04:32Mais si on a des éruptions solaires qui détruisent les puces, aujourd'hui, on ne peut plus manger.
04:37Ce n'est pas très grave si on n'a plus de téléphone portable.
04:39Si on n'a plus rien à boire et à manger, c'est un petit peu plus embêtant.
04:42Nous sommes très inconséquents par rapport à la perte de résilience qui est associée à la généralisation du numérique.
04:49Sans compter l'artificialisation des territoires, par exemple la ghettoïsation de la ville-usine de nickel de Norilsk en Russie,
04:58la dissémination des pollutions par les décharges qui sont encore bien pires que les mines d'extraction,
05:04les intoxications corrélatives, les eaux sont chargées en métaux lourds,
05:08relâchées directement et généralement sans filtration dans les nappes phréatiques.
05:12Et quand un arbitrage doit être rendu entre production vivrière et production électronique,
05:20les pouvoirs corrompus tranchent presque toujours en faveur de cette seconde.
05:24Autrement dit, des gens commencent à mourir de faim et de soif pour que nous puissions nous amuser avec ces gadgets.
05:31Je pense en particulier à l'acide sulfurique dans les ressources d'eau potable en Zambie,
05:35aux doses létales de plomb qui sont avérées dans les rizières de Thaïlande.
05:39Troisièmement, nocivité immatérielle directe, vous le savez aussi bien que moi, addiction, précarisation,
05:50existence de travailleurs du clic qui sont sous-payés, donc essentiellement dans les pays pauvres bien sûr,
05:57et confrontés à des contenus d'une extrême violence.
06:00Les IA ne savent pas ce qui est bien et ce qui est mal.
06:03Donc il faut qu'il y ait des vrais gens qui regardent toute la journée des contenus pédopornographiques
06:08et des chatons en train de se faire torturer vifs pour apprendre aux IA que c'est mal.
06:12Il faut que des gens le fassent, ça.
06:14Donc c'est des vraies personnes qui sont confrontées à ça.
06:17Donc colonialisme sous-jacent, lui-même associé à une prédation des ressources.
06:23Développement d'une économie de l'attention, développement d'outils de surveillance de masse,
06:28déjà à l'œuvre.
06:29Ça, je ne comprends pas que ça ne nous inquiète pas un peu plus que ça,
06:32parce que c'est des choses qui relèvent d'une dystopie qui est d'ores et déjà en marche avec des effets concrets.
06:38Vous savez que moi, j'ai des collègues chercheurs qui ne peuvent plus rentrer aux États-Unis
06:41à cause de critiques du gouvernement faites dans des messages privés.
06:46Pas sur YouTube.
06:46Moi, vu ce que j'ai dit sur Trump sur YouTube, je sais que je suis foutu.

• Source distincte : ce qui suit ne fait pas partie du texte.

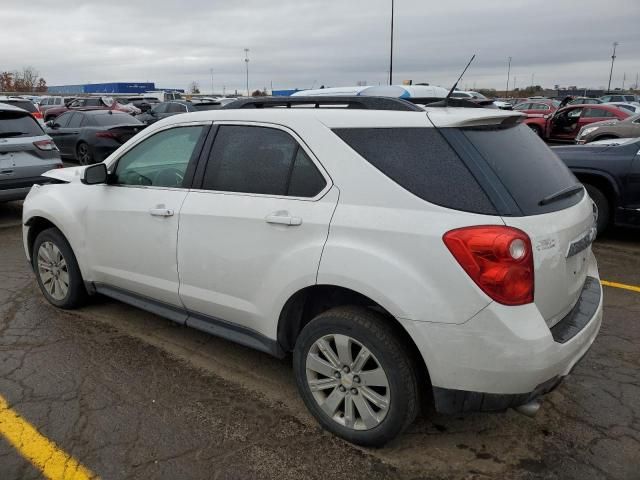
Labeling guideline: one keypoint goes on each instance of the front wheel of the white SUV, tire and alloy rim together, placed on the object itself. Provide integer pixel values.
(57, 270)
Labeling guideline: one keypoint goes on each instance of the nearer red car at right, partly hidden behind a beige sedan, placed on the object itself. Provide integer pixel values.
(565, 123)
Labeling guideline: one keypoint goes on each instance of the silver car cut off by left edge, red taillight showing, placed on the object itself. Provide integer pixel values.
(26, 152)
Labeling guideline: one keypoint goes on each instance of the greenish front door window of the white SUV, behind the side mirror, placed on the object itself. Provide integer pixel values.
(161, 160)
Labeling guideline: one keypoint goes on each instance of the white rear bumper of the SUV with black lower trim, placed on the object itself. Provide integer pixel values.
(506, 356)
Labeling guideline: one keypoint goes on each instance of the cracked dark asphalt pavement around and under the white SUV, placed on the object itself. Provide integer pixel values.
(131, 395)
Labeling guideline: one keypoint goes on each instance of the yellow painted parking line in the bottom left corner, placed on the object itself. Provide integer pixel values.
(41, 452)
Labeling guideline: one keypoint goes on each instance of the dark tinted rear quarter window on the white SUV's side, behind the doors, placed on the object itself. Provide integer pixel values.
(421, 161)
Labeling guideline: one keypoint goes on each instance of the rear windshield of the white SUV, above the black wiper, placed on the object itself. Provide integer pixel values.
(522, 163)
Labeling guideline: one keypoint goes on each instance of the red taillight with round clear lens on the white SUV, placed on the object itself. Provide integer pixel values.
(498, 259)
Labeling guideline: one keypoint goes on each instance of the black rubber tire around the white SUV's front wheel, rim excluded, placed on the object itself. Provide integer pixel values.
(76, 293)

06:49Mais là, je parle de messages privés.
06:52C'est quand même un peu bizarre que ça ne nous ennuie pas et que ça ne nous inquiète pas outre mesure.
06:58Bien, déploiement des fake news, soutien implicite à toute une chaîne d'asservissement.
07:04Vous savez que si des milliers de femmes n'étaient pas violées chaque mois au Congo,
07:09eh bien nous n'aurions pas le cobalt quasi gratuit qui sont dans ces objets-là
07:12et il serait donc essentiellement inaccessible.
07:14Généralisation des fake news, dévoiement et développement d'un néo-animisme réificateur,
07:22débilisation de nos enfants.
07:23Je pense que vous le savez mieux que moi, c'est très documenté aujourd'hui
07:26et c'est quand même un peu criminel ce qu'on leur fait aujourd'hui.